2.7.3. How will Sequedex be improved?

  • Updated and improved trees (eukaryotes, mitochondria, plastids, archaea, viruses, phages, species-level resolution).
  • Better functional classifications (eukaryotes, improved definitions of functional classifications, better annotation of gene function).
  • Curation of signature lists to eliminate low complexity signatures, signatures that do not connect orthologs, and mis-called genes.
  • Improve the output of peptide fragments on the basis of phylogeny and function, both unaligned and aligned to reference proteins. This will be useful both for assembly, enzyme mining, and more accurate phylogenetic assignments.
  • Differentiate deeply branching signatures resulting from conservation and horizontal gene transfer.
  • Compare metagenome richness and diversity on the basis of metagenomic data, with only weak dependency on the reference database.
  • Identify and annotate signatures on the basis of metagenomic data, with only weak dependency on the reference database.

Sequedex is designed to operate with different signature databases. At present the only databases for public release are the one-per-genus bacterial tree: bact404, the one-per-species tree of life, Life2550, and the one-per-species viral tree, virus1252. This bact404 database was used to produce the data in the paper. Please contact the authors if you have unique access to data that could make use of the broader databases and if you are interested in collaborating on the initial papers.

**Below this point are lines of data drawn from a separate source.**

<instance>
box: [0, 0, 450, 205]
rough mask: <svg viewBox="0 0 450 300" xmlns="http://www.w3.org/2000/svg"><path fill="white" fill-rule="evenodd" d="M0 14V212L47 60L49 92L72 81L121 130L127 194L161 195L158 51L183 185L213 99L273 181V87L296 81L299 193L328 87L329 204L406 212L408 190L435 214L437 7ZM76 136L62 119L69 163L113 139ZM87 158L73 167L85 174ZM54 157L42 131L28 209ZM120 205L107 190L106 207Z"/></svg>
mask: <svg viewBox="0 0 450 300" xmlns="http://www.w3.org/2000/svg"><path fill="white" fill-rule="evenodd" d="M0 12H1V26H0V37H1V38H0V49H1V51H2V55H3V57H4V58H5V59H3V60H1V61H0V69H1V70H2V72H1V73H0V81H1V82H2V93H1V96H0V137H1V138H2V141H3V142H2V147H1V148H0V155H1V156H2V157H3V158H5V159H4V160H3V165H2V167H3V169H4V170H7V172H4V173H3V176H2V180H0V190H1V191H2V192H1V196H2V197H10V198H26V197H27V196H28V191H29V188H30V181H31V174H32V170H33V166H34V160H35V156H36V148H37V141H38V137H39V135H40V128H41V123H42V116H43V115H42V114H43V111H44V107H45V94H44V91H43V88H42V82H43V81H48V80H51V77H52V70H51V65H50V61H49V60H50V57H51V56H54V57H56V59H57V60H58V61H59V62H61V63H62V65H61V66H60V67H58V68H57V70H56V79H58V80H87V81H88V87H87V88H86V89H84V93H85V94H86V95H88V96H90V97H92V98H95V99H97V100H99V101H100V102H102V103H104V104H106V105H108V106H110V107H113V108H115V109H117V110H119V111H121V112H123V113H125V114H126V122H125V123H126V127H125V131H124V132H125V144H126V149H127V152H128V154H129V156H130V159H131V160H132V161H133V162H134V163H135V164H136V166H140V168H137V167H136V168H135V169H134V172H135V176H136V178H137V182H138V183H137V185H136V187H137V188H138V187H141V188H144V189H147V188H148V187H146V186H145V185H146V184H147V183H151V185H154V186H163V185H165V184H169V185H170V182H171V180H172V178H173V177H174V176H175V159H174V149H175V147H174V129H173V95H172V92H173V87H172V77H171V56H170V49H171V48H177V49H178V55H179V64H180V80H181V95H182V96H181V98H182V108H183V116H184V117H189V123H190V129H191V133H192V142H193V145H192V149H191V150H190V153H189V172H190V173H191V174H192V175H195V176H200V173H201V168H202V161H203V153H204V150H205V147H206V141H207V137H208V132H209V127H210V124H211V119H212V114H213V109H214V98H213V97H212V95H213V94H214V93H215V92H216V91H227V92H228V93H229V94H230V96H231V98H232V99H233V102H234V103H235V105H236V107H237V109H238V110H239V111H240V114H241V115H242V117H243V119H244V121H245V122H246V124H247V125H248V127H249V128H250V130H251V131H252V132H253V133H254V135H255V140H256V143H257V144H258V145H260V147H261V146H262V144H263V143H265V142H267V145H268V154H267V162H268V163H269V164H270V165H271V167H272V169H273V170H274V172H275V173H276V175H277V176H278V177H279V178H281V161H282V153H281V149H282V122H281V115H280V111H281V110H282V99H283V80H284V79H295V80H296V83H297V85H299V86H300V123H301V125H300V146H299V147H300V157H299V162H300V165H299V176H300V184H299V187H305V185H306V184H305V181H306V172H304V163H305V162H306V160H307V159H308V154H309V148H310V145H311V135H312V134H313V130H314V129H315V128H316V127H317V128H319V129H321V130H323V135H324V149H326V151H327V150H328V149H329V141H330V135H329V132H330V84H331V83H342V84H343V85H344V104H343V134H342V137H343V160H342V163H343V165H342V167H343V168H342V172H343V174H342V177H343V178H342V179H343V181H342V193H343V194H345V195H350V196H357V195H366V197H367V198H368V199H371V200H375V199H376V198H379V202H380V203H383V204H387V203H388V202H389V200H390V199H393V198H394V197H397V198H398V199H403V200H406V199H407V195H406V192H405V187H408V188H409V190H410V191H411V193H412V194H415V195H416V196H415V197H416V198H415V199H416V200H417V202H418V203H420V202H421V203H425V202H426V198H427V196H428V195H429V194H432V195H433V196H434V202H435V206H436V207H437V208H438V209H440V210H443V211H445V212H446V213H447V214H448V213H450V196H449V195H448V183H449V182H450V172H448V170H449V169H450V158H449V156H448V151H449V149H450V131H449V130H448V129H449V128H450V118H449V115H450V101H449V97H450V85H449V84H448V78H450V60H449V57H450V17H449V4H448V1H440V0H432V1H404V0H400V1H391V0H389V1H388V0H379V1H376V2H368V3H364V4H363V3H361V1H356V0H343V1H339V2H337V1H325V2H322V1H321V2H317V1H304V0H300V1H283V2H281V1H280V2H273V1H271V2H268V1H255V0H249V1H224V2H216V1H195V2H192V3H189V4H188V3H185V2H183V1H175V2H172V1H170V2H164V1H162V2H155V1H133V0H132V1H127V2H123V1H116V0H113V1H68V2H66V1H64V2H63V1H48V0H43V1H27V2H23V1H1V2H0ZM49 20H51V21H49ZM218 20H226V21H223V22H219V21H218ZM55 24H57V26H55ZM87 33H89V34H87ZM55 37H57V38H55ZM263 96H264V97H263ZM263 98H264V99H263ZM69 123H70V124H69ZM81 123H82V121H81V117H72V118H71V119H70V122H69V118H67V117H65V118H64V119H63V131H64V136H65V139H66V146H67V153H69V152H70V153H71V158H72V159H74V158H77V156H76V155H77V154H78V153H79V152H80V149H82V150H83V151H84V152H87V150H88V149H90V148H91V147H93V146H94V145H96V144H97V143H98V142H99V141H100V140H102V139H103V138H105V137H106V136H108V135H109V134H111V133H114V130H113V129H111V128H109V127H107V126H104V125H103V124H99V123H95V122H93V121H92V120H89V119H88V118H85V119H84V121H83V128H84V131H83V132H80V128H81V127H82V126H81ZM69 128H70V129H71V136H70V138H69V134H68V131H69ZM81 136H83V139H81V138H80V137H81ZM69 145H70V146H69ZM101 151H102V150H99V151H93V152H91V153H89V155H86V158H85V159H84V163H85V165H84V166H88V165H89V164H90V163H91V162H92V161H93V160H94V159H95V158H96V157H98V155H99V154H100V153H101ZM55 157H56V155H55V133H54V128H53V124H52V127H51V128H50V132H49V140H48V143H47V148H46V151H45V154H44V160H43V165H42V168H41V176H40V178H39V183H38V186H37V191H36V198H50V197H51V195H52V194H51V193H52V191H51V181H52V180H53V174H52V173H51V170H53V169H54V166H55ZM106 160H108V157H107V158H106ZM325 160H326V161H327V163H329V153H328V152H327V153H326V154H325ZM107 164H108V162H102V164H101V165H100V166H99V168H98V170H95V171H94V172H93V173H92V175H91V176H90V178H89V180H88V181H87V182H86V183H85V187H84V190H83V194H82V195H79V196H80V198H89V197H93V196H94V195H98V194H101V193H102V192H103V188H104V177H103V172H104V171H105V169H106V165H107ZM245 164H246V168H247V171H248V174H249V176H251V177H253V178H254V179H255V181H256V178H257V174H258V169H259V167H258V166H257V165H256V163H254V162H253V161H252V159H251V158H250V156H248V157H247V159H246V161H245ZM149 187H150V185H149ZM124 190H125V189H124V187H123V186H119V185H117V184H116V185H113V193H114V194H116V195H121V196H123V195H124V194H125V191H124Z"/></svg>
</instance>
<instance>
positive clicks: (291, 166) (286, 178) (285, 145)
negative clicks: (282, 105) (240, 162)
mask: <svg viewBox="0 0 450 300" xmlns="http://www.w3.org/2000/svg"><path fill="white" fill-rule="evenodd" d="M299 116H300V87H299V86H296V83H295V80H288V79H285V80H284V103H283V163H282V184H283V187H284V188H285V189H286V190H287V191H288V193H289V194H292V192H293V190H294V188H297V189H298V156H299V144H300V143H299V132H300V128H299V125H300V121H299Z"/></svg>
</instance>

[1]Berendzen, J., WJ Bruno, JD Cohn, NW Hengartner, CR Kuske, BH McMahon, MA Wolinsky, G Xie, “Rapid phylogenetic and functional classification of short genomic fragments with signature Peptides”, BMC Research Notes, August, 2012 (http://www.biomedcentral.com/1756-0500/5/460/abstract)
[2]http://www.rdmag.com/Awards/Rd-100-Awards/2012/08/DNA-Defined-By-Ancestry/
[3]http://www.theseed.org
[4]Doolittle R.F. (In) Of URFs and ORFs: a primer on how to analyze derived amino acid sequences., University Science Books, Mill Valley, California, (1986).
[5]Lesk A.M. (In) Computational Molecular Biology, Lesk A.M., Ed., pp17-26, Oxford University Press, Oxford (1988).